Setelah solat Jum'at, 19 Maret 2008 yang baru lalu itu, kami sekeluarga begitu selesai parkir mobil tidak jauh dari gerbang candi kami segera membeli karcis masuk. Mendung sudah lama menggantung. Begitu sudah masuk ke dalam komplek kami langsung menyewa payung. Lalu di bawah hujan yang lebat kami mulai menaiki tangga-tangga batu. Sesuai dengan usia tua aku harus pelan-pelan mengatur langkah. Tidak begitu halnya dengan cucu-cucuku. Dari yang masih usia tujuh sampai dengan yang duabelas mereka itu enak saja melangkah, tidak perduli terpeleset.

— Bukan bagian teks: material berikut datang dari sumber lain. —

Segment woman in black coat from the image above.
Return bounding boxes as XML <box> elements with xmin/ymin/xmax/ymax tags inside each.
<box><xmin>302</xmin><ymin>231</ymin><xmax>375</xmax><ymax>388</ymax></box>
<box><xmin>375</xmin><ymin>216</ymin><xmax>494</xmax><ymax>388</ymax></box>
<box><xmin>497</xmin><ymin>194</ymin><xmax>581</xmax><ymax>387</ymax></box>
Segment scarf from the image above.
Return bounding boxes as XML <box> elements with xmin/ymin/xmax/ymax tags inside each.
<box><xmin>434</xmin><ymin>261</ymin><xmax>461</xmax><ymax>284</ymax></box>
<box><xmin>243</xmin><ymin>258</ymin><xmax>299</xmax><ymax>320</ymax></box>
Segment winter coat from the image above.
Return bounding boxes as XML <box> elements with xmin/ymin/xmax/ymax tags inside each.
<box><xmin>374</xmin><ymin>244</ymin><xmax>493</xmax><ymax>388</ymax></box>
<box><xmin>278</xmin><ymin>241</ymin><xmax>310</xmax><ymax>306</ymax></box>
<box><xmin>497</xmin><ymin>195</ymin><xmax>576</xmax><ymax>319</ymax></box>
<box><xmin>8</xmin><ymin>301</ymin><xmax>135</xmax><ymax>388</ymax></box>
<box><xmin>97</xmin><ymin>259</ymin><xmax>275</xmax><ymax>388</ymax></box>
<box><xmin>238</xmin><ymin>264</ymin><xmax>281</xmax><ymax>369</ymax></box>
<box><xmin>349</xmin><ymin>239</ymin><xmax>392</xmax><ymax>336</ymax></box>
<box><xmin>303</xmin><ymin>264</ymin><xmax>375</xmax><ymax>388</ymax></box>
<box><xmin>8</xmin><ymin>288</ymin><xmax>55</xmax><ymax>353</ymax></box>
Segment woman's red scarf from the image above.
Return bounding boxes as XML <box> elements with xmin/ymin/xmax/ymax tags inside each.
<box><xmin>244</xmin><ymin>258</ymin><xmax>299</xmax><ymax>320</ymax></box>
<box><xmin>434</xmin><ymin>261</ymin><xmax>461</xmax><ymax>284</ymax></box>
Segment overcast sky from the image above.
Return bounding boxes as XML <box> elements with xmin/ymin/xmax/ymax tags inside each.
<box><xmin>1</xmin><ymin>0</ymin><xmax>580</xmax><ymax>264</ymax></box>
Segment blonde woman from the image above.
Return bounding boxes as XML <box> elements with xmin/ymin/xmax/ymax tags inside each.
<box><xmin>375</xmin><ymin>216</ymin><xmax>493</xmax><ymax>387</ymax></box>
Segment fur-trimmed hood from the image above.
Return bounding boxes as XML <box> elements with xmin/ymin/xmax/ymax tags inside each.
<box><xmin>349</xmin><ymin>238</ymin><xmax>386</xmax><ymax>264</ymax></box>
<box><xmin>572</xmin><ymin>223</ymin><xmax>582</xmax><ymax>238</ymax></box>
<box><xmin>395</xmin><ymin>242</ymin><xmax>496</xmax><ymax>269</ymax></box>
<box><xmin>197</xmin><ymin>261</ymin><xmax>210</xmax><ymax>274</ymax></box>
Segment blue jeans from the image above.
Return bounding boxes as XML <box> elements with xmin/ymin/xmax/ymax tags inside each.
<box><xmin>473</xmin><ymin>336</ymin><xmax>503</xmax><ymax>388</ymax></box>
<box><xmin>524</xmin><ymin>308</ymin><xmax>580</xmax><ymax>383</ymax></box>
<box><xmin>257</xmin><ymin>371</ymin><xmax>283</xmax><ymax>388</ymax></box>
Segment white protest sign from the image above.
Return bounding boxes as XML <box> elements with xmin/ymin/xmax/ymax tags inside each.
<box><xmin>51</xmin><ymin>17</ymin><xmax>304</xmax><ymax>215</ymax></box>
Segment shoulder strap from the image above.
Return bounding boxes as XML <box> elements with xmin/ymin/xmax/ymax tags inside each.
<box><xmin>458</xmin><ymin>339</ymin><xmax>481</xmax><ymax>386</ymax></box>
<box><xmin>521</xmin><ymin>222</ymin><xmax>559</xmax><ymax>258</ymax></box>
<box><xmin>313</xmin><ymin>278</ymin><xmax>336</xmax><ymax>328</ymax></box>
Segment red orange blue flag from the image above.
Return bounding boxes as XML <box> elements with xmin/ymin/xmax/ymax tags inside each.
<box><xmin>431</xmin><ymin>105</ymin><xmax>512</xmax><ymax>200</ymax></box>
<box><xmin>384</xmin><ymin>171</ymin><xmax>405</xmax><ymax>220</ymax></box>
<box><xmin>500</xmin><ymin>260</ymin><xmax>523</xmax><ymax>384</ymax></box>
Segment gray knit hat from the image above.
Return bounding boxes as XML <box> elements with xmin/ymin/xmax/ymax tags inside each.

Sebaliknya aku harus makin hati-hati. Aku selalu di belakang isteri yang dengkulnya tidak begitu kuat. Dengan di belakangnya berarti aku berjaga-jaga. Andai dia terpeleset atau jatuh maka aku siap menadahnya. Syukur alhamdulillah kami semua sampai di stupa paling puncak. Cucu-cucuku bergantian memasukkan tangannya ke dalam lubang kurungan stupa yang di bawah puncak. Kata orang jika jangkauan mencapai kepala patung bisa tercapailah yang dicita-citakan. Mudah-mudahan saja. Aku merangkap juga sebagai juru penerang. Inilah gambar-gambar kami sebagai pasukan berpayung.

Sunday, March 23, 2008

MALIOBORO AWAL TAHUN 2008

Ketika aku berkunjung lagi ke Jogjakarta aku benar-benar kagum menyaksikan banyaknya perubahan di kota kelahiran bundaku itu. Jogja tidak saja mempertahankan segi-segi tradisionalnya namun juga cepatnya menyesuaikan dengan zaman teknologi masakini abad ke 21. Buktinya dia tidak kalah dengan kota-kota besar di dunia. Cara makan lesehan tidak ada di tempat lain di dunia kecuali yang khas kota gudeg. Demikian juga menikmati nasi pecel di pincuk daun pisang. Tempatnya bukan di dalam ruangan restoran namun di udara terbuka, tepatnya di trotoar terbuka namun amat ramai penuh sesak manusia di depan pasar Bringharjo. Kita tidak malu-malu, ini polos dan sah bin halal. Rasanya wah bukan saja mak nyus tapi juga sedap, melahap kuluban bayam, daun singkong serta kembang turi rebusan, tidak begitu pedas. Bukan kita-kita penduduk negeri yang ngicipi sampai "tanduk" dua tiga kali, turis dari Negeri Belanda pun tidak segan-segan ikut duduk di bangku plastik kecil. Sepincuk Rp.4000,- okelah dengan senyum-senyum. Andongnya yang berkeliling di sekitar pusat kota adalah atraksi tersendiri. Kalau soal pengamen itu biasa. Yang pelukis ikut-ikut menawarkan jasa mereka untuk melukis kilat kepada penikmat-penikmat lesehan adalah hal yang mengasyikkan. Inilah gambarku setelah disketsa cepat-cepat. Berikutnya keempat cucuku ikut-ikut juga disketsa. Istilahnya karikatur. Ongkos per lukisan Rp25000 juga oke untuk mengapresiasi sang seniman pengamen. Maju terus Jogjakarta, I love you, Je t'aime beaucoup!